The money is going to the Ontario Hazelnut Association. Elliott Currie, who works at the University of Guelph, says the school and the association will work together to determine the best varieties of hazelnuts to grow in Ontario, and the best methods for growing them.
Additionally, researchers will work on developing best practices for everything from harvesting hazelnuts to marketing them.
The hope is that by producing more hazelnuts within the province, Ontario will be able to grow its economy while cutting costs for producers like Ferrero Rocher.
“You’d probably be looking at – just to the farmers – $75-100 million of increased revenue,” Currie says.
While hazelnuts do grow wild in Ontario, concentrated farming is relatively new to the province.
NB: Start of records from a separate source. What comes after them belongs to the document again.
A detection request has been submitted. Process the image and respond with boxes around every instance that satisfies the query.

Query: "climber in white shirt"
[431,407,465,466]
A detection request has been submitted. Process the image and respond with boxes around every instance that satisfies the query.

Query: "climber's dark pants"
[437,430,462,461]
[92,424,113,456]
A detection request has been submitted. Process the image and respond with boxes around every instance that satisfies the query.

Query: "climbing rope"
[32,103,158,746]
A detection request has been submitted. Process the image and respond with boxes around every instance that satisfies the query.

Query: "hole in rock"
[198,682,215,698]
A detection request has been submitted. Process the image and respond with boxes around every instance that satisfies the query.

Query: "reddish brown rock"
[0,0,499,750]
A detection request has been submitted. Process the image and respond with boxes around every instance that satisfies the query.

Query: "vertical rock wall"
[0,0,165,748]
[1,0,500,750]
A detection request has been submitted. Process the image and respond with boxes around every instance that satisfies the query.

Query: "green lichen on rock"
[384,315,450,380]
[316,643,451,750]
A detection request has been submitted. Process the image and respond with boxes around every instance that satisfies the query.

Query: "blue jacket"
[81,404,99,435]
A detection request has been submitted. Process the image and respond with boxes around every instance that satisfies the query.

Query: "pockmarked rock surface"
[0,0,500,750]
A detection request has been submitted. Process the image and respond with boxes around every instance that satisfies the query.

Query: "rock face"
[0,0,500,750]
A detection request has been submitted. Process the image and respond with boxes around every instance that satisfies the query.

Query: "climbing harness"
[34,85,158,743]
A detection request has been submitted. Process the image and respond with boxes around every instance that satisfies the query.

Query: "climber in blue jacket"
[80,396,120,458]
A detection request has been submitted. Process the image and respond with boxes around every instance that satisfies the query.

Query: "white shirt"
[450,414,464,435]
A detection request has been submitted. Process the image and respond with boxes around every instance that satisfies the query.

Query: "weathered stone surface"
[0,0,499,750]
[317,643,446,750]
There were 40 hectares of the crop planted in 2014, and 240 hectares in 2015.
Michael Gladstone started harvesting hazelnuts in 2016 on his Chatham-Kent-area farm.
He says Ferrero Rocher’s presence in Ontario has driven more and more farmers to consider the crop.
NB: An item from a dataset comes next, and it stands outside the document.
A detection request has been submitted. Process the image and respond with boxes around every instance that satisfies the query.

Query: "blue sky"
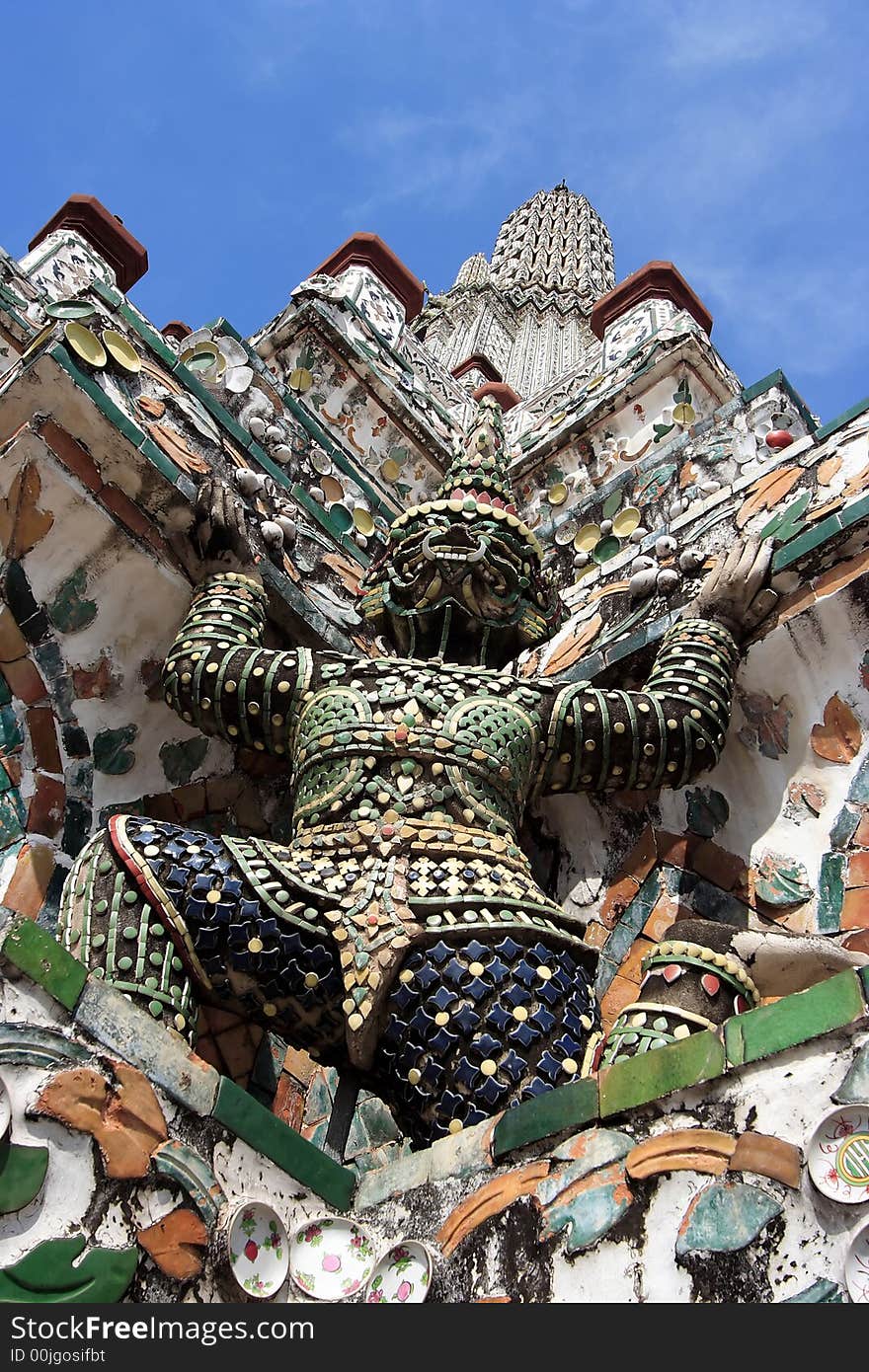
[0,0,869,419]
“There’s a tremendous opportunity for return that you’re not going to have with a lot of other crops,” he says.
To this point, hazelnut farming has been concentrated on areas along the north shore of Lake Erie.
Currie says the practice has since spread to farms around communities like Cambridge and Erin, and even as far as North Bay. Much of Ontario is considered to have ideal climate and soil conditions for hazelnuts.
“Generally speaking, if you can grow apples, you can grow hazelnuts,” he says.
Barb Yates, a senior agronomist with Ferrero Canada, says the company is mainly focused on encouraging producers in Haldimand-Norfolk and other communities near Lake Erie, but plans to refocus its efforts northward in the future.
“We’ll be able to … encourage growers to start planting for production,” she says.
Currie estimates that a successful hazelnut industry could provide Ontario with 3,000 long-term jobs, considering that hazelnut trees typically survive for more than 50 years.
“This is just like growing a vineyard,” he says.
“This is trees that are going to mature and do better over time.”